Seven or eight years ago, there was a local incident where pipe bombs were being found under cars. If I remember right, no one was seriously injured but there were also some big unrelated fires at local businesses and and it was a scary time. I remember taking my daughter to karate and hearing that there had been an explosion a couple of hours earlier (detonated by the police, but we didn't know that at the time) and a fire that people assumed was caused by one of the bombs. It turned out that the man planting the bombs lived -very- close to us and worked with my husband. (The guy wanted to kill his wife and decided to throw off suspicion by blowing up some random strangers, too. Luckily, he didn't yet know how to actually make a bomb that would work.) The kids heard a lot about it at church and at the knitting guild and grocery store and once we found out the real details, they heard more at home.

Over the years, my daughter's karate instructor has addressed a couple of mall shootings in a matter of fact way -- take cover, move away from the violence if you can and worry about finding your parents later.

There's never been a big discussion about terrorism, it's just come up a bit at a time. We talk about where to meet up if we get separated, write phone numbers on wrist bands at events, have a backup plan of who to call if I'm not responding on my phone. But none of that is because of terrorism. It's because things happen and little boys can zig when Mommy zags or phones can break when a kid is supposed to call with a pickup location.

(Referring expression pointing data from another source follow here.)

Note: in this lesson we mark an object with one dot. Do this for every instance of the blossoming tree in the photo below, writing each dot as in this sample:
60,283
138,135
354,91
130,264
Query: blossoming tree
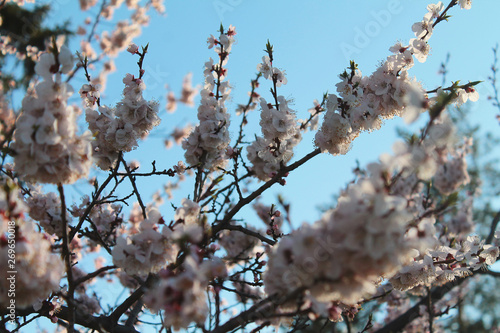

I Lost my littlest one at the zoo a few years back and went into an absolute panic. He noticed that we weren't there and found some guys doing construction work on one of the buildings and told them he was lost. By the time I'd found a zoo employee to report him missing, he was trotting down the path holding hands with a security guard and had given them his full name and my full name and had solved the problem himself. I wouldn't have suggested looking for the busy guys with power tools, but they had radios and it worked.

I think the kids are developing problem solving skills by being there when we solve problems and those will be good whatever weird thing happens along the way.